Two Student Nurses Accepted into VA-STEP Internship Program
Student nurses gain valuable clinical experience and perspective at Nashville's VA hospital this past summer.
Janel Shoun-Smith |
This past summer, student nurse Molly Zobrist and nursing alumna Mary Higgins (’22) had the opportunity to develop clinical competencies and skills at VA Tennessee Valley Healthcare in Nashville through the VA Student Trainee Experience Program (VA-STEP) program (formerly know as the VALOR program).
For more than 20 years, the VA has offered this clinical residency for BSN students beginning with a 10-week concentrated clinical experience between their junior and senior years. VA-STEP is a paid nursing internship designed to increase participants’ clinical skills, clinical judgment, and critical thinking while caring for our nation’s military veterans.
This program provides opportunities for learning, including didactic or classroom experiences and clinical practice, with a qualified RN preceptor. Additionally, students can gain valuable insight into what goes into each day when working in medicine.

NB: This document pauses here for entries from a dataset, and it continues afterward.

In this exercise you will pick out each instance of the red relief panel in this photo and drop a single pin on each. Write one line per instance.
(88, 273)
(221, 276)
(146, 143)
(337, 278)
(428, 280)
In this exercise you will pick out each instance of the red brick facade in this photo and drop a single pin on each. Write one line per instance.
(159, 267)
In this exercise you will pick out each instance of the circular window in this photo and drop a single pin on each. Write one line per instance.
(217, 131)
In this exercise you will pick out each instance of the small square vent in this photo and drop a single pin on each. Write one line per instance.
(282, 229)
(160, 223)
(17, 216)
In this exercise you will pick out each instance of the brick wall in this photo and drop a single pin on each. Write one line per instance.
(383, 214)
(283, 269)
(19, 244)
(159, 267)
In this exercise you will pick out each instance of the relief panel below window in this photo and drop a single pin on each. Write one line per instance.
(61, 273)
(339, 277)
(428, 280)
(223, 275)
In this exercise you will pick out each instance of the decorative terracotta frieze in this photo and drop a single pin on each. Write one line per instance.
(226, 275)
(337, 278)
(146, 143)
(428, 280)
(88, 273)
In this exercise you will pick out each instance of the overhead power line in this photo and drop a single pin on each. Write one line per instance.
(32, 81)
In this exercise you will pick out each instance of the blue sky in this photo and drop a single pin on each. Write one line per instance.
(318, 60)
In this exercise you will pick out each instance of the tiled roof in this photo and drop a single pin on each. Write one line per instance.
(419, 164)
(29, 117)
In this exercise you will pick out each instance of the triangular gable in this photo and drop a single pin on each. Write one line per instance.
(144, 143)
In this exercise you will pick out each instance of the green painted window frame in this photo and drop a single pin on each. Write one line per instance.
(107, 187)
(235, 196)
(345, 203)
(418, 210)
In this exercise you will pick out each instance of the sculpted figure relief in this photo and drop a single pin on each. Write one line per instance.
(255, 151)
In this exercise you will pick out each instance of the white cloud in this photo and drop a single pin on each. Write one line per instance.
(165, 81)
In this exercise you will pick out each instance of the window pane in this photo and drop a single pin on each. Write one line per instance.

“Day-to-day, on-the-ground experience in a hospital is a valuable commodity that not every nursing student has access to,” said Zobrist and Higgins. “However, Lipscomb’s School of Nursing strives to provide as much firsthand clinical experience as possible, including steering eligible students toward the VA-STEP internship, which provides both the opportunity to practice in many different wards and to practice the care themselves while still a student.”
One of Higgins’ favorite experiences was serving in the STEM cell transplant unit (for patients undergoing cancer treatments).
“Working with that population, with veterans of all ages, seeing the treatments they were going through…We really got to know the patients and their families as they went through cancer treatment,” says Higgins. “I had the opportunity to perform the daily tasks of an RN, with my preceptor by my side, like a paid practicum.”
The program also gave her the opportunity to see other parts of the VA, including the medical intensive care unit (ICU), surgical ICU, the operating room, and the emergency department.
“I was able to do so much more than I could have at a private-sector hospital. It was a learning opportunity to be able to see so much before I even got my license, as well as to get to serve a population that has done so much for this country,” says Higgins. “I felt blessed to be able to give back by serving that population.”
The VA-STEP program helps students find what nursing field they want to pursue.
“I had the opportunity to network with people from many different backgrounds. That helped me to find my passion in those areas,” said Higgins.
Zobrist discovered that she wanted to work in the ICU after being placed on the surgical ICU team for a couple of shifts.
“I noticed how much I liked the ICU,” says Zobrist. “There are so many pieces in a patient’s care, and work in the ICU is like having to fit all the little parts together. There is something about it that feels different. Because nurses only have two or three patients in the ICU unit, they do so many more of the little things,” and get to know the families of the patients more closely.
“I like to do all the medication and the IVs, but there is so much more to it than that,” Zobrist says of intensive care.
During her internship Zobrist also had the opportunity to observe an open heart surgery, stating that it was one of her favorite experiences she had ever had.
Zobrist’s next step in her studies is a preceptorship in the neurological ICU unit at Skyline Medical Center. Higgins graduated in December 2022 after completing an extended VA-STEP internship and now works at the VA Tennessee Valley surgical ICU.
“Not a lot of students have the opportunity to have their clinicals at a VA facility. I was able to see a different side of nursing, and I came to the conclusion that the VA is an organization that I want to be a part of,” said Higgins.